Preparing for rounds, Raines, a biology major from Fort Stockton, Texas, would pray and listen to music, and she aspired to work as a forensic scientist after graduation. Among her favourite athletes were American golfer Nelly Korda, who won a gold medal at the Tokyo Olympics in 1964, and the Los Angeles Dodgers baseball club. Stone read the Lord’s Prayer before every round of golf, and she enjoyed juggling. She studied global business management and enjoyed juggling.

According to government records, the United States Women’s athletics programme, which is a member of the National Association of Intercollegiate Athletics, is an important element of the undergraduate experience for many of the university’s hundreds of students. It is similar to many small athletic programmes that exist primarily to provide extracurricular activities rather than to generate revenue; between July 2019 and June 2020, the athletic department generated revenues of approximately $3.8 million, which is less than the base salaries of many of the country’s most famous college football coaches, according to the NCAA.

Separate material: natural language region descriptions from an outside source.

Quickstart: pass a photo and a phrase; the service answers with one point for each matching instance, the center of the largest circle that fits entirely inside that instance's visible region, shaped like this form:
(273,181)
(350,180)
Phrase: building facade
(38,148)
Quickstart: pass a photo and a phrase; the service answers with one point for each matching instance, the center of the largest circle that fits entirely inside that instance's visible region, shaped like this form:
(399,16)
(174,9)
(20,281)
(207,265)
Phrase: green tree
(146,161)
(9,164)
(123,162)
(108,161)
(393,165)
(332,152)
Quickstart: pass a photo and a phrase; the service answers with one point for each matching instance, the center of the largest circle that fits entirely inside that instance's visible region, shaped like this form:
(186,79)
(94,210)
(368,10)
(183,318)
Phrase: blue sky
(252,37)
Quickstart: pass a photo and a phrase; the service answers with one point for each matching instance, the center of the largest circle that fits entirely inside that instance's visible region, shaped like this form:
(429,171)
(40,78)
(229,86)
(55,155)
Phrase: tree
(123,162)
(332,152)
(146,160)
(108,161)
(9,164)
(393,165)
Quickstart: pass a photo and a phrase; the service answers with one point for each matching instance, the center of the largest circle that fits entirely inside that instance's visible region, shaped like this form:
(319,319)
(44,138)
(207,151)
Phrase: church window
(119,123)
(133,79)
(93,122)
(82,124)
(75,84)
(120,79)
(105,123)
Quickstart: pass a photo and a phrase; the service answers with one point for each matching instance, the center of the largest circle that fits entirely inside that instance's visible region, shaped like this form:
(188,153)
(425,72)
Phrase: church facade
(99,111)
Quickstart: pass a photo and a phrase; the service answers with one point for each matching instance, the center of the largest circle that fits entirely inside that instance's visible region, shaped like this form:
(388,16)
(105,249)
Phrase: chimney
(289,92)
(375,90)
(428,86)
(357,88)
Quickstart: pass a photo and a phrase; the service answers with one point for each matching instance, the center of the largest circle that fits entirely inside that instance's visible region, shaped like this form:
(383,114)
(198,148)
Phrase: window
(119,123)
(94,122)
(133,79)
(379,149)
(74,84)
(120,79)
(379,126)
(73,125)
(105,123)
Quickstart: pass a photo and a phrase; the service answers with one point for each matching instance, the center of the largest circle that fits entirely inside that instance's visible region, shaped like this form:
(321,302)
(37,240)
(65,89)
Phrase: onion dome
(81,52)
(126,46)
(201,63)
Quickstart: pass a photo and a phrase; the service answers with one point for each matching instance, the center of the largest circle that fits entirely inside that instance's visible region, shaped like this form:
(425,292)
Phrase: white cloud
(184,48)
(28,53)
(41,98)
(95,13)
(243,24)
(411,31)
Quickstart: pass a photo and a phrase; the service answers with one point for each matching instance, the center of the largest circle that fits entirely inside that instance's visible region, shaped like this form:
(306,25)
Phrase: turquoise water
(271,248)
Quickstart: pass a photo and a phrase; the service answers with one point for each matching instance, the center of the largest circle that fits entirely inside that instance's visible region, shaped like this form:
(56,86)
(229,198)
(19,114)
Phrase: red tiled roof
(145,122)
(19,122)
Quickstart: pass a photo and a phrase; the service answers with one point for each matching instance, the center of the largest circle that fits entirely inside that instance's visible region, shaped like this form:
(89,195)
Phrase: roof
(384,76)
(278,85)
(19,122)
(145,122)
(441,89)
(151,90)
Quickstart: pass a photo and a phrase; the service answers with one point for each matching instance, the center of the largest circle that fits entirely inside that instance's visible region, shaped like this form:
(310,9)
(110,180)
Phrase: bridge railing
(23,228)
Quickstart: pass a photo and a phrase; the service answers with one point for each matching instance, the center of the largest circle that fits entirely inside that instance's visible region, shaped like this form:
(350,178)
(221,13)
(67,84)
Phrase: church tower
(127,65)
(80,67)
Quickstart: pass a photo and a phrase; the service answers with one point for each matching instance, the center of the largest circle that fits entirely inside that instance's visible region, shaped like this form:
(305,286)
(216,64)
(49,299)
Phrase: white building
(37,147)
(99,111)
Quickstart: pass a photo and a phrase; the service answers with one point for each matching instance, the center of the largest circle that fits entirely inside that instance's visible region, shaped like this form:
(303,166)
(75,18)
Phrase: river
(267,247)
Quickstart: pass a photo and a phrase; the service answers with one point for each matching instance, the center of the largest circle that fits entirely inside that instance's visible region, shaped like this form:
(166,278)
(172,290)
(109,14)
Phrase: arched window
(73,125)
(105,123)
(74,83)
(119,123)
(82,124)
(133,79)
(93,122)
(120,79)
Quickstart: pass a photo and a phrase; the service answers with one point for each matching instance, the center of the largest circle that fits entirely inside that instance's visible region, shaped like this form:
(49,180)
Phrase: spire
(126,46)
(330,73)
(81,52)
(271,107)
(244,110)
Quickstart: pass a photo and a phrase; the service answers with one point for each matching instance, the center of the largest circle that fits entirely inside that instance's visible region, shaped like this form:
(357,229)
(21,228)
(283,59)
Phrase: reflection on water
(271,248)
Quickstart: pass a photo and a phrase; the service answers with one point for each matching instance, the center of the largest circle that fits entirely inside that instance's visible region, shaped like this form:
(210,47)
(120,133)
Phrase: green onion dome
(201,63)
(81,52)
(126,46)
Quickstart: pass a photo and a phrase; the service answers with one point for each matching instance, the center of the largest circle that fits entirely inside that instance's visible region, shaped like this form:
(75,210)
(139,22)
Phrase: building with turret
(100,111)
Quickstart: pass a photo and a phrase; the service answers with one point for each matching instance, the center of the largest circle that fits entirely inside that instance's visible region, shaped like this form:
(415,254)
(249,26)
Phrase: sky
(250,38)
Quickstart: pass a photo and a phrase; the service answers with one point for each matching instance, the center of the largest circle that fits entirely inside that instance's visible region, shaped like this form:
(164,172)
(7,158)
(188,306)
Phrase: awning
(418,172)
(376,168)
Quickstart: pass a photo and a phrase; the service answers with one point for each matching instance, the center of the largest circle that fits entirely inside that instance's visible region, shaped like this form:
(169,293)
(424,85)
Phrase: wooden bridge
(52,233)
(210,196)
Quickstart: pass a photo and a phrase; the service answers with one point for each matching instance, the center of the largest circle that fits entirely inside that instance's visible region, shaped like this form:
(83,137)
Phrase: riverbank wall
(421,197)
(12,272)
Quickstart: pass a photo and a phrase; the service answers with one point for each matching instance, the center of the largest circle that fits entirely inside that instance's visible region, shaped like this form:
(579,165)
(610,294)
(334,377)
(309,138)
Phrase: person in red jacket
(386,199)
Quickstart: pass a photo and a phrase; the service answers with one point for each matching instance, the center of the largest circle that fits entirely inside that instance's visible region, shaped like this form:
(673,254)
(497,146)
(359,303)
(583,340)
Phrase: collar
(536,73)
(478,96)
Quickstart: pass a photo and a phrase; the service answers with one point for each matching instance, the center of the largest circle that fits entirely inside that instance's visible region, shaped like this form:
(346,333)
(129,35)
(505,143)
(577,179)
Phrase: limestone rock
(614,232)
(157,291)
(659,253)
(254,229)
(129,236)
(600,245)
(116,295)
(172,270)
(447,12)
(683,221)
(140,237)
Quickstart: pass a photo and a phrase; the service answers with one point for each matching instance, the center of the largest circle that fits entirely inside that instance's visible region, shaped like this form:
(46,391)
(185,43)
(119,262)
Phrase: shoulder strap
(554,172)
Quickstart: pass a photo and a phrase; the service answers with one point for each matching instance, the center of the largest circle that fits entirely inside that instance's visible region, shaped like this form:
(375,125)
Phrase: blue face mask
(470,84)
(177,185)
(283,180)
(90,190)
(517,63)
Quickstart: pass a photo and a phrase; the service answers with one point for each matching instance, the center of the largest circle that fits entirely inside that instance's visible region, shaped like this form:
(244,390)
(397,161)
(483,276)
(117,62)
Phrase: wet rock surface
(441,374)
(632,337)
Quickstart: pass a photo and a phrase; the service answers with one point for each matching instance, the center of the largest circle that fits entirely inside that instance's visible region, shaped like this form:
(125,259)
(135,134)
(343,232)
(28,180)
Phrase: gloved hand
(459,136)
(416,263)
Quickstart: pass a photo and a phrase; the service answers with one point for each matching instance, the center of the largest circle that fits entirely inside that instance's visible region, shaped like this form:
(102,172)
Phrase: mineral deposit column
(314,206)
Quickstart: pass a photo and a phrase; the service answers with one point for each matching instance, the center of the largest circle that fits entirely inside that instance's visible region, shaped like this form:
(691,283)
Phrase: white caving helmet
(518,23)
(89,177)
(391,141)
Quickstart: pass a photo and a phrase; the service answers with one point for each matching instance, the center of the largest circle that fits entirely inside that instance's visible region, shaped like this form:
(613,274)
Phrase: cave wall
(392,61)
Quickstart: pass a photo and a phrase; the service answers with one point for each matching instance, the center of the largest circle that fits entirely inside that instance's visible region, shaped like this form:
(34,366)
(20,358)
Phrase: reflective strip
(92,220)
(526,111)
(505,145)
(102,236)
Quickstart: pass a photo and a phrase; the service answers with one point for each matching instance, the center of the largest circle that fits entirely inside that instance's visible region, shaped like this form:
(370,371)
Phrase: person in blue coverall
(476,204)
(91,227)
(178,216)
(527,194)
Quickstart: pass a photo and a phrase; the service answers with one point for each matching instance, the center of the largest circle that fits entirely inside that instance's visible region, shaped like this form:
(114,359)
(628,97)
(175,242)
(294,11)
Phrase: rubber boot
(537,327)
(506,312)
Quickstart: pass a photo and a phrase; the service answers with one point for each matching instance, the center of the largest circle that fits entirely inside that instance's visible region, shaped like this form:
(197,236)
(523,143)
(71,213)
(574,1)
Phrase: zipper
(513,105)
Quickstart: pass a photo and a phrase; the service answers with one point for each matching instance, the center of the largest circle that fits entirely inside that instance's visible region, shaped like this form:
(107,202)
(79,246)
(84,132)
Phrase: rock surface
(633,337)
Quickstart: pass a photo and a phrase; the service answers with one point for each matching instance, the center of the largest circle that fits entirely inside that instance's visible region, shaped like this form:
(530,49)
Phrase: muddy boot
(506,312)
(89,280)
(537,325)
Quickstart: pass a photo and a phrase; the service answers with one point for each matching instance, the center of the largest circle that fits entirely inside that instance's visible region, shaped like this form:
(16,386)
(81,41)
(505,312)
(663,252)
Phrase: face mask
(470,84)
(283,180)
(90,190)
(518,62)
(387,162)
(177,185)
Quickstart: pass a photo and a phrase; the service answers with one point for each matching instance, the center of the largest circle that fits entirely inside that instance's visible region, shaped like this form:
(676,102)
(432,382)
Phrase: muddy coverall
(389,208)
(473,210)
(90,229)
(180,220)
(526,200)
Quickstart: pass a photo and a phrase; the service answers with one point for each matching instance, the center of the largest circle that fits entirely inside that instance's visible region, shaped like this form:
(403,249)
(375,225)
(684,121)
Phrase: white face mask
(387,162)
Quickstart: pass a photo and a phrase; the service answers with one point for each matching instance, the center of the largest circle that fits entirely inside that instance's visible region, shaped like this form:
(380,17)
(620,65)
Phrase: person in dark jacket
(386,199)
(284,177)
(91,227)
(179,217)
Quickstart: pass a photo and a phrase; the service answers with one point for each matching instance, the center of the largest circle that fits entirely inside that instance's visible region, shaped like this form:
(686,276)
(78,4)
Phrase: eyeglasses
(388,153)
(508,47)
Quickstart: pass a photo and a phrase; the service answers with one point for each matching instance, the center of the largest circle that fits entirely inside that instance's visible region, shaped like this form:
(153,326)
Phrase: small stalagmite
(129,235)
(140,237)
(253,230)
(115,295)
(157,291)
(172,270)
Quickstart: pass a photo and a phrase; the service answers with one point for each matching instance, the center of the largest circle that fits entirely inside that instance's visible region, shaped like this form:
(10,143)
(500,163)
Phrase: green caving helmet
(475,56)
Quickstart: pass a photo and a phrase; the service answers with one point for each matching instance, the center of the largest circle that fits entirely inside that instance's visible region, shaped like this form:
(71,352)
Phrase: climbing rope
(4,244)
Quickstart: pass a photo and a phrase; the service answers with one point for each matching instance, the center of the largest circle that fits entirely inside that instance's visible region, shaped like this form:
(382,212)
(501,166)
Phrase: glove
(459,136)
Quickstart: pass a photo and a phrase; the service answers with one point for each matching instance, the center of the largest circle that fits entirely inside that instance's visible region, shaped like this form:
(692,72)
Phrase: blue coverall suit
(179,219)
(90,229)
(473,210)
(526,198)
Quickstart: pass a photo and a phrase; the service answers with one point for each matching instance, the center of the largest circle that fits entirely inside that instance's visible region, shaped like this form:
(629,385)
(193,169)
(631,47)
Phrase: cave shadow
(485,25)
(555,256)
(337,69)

The institution, on the other hand, is not the only tiny school to be confronted with a terrifying situation involving one of its touring teams. It was 2007, and members of the Bluffton University baseball team were sleeping when their bus crashed from a highway bridge in Atlanta, killing five of them, as well as the bus driver and his wife. Seven years later, four North Central Texas College softball players were killed in a car accident on Interstate 35 in the same area.

In 2018, a bus transporting a junior hockey team from Humboldt, Saskatchewan, was involved in a collision with a tractor-trailer at the junction of two roads, resulting in the death of sixteen persons.

Dan O'Brien
Dan O'Brien
I am a journalist for The National Era with an emphasis in sports.